Yoksa ağzımızda söylemeden bize esir olan sözü, biz söyledikten sonra bizi tamamen kendine esir edebilir. Bu minval ve servetten dolayı sözü söylemeden önce çok iyi ölçüp, biçip,tartıp öyle söylemeliyiz. Bu konuda boşuna tasavvuf şairimiz sevgili Yunus Emre dememiş ya;gelin tanış olalım,işi kolay kılalım. Bakın söz söylemeye dayalı olarak bireyler arası ilişkileri düzenleyen en önemli olgu olarak söz vurgulanmıştır. Tanışmak dünyanın en zor işi olarak kabul görmüştür. Zaten öyle olmamış olsaydı insanlar arasında hiçbir sorun hiç bir zaman olmazdı. Savaşların,kavga,husumet ve tüm anlaşmazlıkların sebebi sözdür. Yani söz ya kaynaştırır yada karıştırır. Ya uzlaştırır yada uzaklaştırır. İşte bunun içindir ki,dünyanın en zor işi tanışıp kaynaşmak olagelmiştir.

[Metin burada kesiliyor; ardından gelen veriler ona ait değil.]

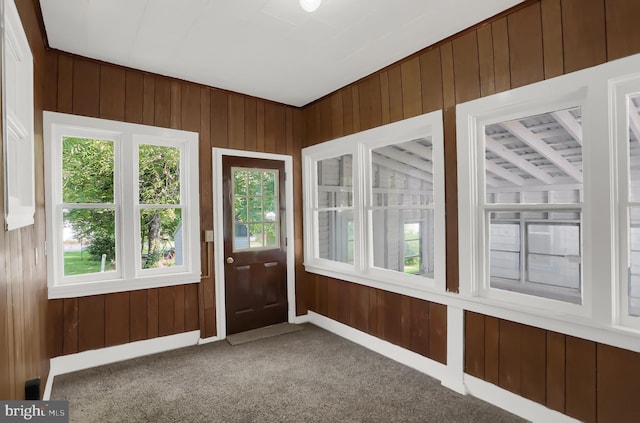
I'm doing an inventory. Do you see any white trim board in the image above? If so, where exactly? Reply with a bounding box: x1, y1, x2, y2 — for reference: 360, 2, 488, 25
42, 330, 200, 401
308, 311, 577, 423
211, 147, 298, 339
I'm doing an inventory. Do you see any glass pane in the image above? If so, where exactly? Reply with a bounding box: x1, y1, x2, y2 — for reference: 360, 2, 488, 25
371, 209, 434, 277
62, 208, 116, 276
231, 168, 280, 251
484, 107, 582, 204
318, 154, 353, 208
62, 137, 114, 203
138, 144, 180, 204
318, 210, 353, 264
371, 138, 433, 206
629, 207, 640, 316
139, 208, 184, 269
489, 211, 582, 303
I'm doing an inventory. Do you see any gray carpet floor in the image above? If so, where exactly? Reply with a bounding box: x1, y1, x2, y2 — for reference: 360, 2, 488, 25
51, 325, 523, 423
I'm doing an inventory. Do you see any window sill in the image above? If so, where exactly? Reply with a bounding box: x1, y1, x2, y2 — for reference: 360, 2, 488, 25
49, 273, 200, 300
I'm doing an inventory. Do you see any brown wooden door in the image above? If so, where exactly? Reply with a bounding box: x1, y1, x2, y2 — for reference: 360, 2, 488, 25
222, 156, 288, 335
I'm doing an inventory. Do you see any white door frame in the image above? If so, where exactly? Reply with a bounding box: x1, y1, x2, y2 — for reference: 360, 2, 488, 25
212, 148, 296, 339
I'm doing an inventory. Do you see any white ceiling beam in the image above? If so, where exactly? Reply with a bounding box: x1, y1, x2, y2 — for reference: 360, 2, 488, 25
486, 161, 527, 187
486, 137, 553, 184
551, 110, 582, 145
500, 121, 582, 182
375, 146, 433, 174
629, 107, 640, 142
372, 153, 433, 184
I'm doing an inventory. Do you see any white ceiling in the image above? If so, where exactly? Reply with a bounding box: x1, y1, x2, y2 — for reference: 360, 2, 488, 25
40, 0, 522, 106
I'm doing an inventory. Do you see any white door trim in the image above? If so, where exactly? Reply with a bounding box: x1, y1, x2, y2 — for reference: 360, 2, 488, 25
212, 148, 296, 339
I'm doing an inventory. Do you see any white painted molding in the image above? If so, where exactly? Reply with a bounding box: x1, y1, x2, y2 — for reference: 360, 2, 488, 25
464, 374, 579, 423
43, 330, 200, 401
308, 311, 453, 384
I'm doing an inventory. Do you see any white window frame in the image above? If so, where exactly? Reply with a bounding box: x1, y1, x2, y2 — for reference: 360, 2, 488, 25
302, 110, 446, 298
44, 111, 200, 298
0, 0, 36, 230
456, 51, 640, 332
609, 72, 640, 330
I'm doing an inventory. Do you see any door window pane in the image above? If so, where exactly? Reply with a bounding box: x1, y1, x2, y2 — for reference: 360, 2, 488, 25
62, 208, 116, 276
231, 167, 280, 251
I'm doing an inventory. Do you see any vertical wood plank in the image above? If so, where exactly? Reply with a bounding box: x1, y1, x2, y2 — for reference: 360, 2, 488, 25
129, 289, 147, 342
142, 74, 156, 125
381, 291, 402, 345
491, 18, 511, 92
507, 3, 544, 88
78, 295, 105, 352
499, 320, 522, 395
429, 303, 447, 364
420, 48, 442, 113
540, 0, 564, 79
158, 286, 176, 336
147, 288, 160, 339
562, 0, 607, 73
100, 64, 126, 121
409, 298, 429, 357
387, 65, 404, 122
400, 57, 422, 119
104, 292, 131, 347
451, 31, 480, 103
464, 311, 485, 379
440, 42, 456, 109
170, 79, 182, 129
62, 298, 78, 354
184, 283, 199, 332
520, 326, 547, 404
57, 54, 73, 113
546, 331, 565, 413
596, 344, 640, 422
484, 316, 500, 385
124, 70, 144, 123
44, 51, 59, 111
605, 0, 640, 60
478, 25, 496, 96
73, 58, 100, 117
46, 300, 64, 360
565, 336, 597, 423
211, 90, 229, 147
244, 98, 258, 151
154, 77, 171, 128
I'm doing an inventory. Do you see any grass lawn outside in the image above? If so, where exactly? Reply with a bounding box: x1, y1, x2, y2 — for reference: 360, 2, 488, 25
64, 251, 115, 276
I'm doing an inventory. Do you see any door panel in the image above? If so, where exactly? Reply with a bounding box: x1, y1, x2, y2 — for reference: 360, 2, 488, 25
222, 156, 288, 335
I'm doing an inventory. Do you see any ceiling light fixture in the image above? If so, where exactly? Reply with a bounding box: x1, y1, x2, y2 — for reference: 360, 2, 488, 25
300, 0, 322, 12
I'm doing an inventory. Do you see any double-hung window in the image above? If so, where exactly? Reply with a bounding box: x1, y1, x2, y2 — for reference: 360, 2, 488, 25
302, 112, 445, 292
44, 112, 200, 298
456, 55, 640, 339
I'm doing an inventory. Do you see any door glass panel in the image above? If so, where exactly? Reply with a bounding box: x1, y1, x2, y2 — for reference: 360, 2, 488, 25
231, 167, 280, 251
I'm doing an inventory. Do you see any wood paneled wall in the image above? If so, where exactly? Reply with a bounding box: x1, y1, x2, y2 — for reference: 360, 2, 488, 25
44, 51, 306, 357
0, 0, 49, 400
303, 0, 640, 422
465, 311, 640, 422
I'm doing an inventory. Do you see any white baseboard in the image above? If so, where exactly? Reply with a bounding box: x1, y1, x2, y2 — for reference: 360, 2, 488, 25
308, 311, 578, 423
464, 374, 579, 423
308, 311, 448, 381
43, 330, 200, 401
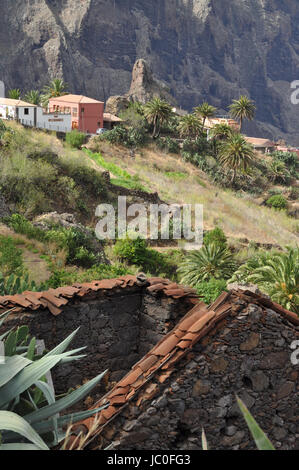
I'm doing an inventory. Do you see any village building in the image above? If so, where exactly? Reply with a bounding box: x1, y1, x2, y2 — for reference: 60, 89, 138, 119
276, 145, 299, 157
245, 136, 277, 153
0, 98, 36, 125
103, 113, 123, 131
0, 274, 299, 451
0, 98, 72, 132
205, 116, 240, 136
49, 95, 104, 134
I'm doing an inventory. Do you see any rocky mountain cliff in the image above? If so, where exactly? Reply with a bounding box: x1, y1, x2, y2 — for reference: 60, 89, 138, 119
0, 0, 299, 145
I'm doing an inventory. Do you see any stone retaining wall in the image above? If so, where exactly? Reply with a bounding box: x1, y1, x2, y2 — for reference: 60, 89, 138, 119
99, 304, 299, 450
1, 287, 190, 391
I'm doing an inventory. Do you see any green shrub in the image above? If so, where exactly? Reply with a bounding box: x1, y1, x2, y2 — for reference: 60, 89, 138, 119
204, 227, 227, 247
0, 119, 7, 139
229, 247, 299, 314
156, 136, 180, 153
47, 263, 134, 289
0, 235, 23, 276
114, 237, 148, 266
69, 165, 107, 196
5, 214, 46, 242
100, 126, 146, 148
178, 243, 236, 287
266, 194, 288, 210
196, 278, 227, 305
65, 130, 86, 149
289, 186, 299, 201
165, 171, 188, 181
27, 149, 59, 165
271, 152, 299, 179
0, 272, 37, 295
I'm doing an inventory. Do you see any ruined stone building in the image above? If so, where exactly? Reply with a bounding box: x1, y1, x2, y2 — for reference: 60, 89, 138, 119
0, 276, 299, 450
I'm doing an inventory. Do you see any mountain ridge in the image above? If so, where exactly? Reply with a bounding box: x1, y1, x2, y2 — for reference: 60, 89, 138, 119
0, 0, 299, 145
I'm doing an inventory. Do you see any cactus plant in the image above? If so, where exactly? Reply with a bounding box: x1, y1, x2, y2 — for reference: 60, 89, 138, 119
0, 312, 109, 450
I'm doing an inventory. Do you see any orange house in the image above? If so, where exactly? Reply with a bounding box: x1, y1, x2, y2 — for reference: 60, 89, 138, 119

Rabbim fikirlerimize saygı duyduğumuz ve buna aykırılık olarak değil, ayrıcalık olarak bakıp sağduyu ile yaklaştığımız bir hoşgörüyü nasip etsin. Bizi boş görünmek den uzak kılsın inşallah. Tıpkı sevgili Yunus’un dediği gibi;söz ola kese savaşı, söz ola ketire başı, söz ola agulu asi,yag ile bal ede bir söz. Diyerek bugün ki yazıma bu beyitle son vereyim istedim ki,yarın ki yazımı bu konu ile alakayı olarak buradan ele alıp değerlendirebileyim istedim.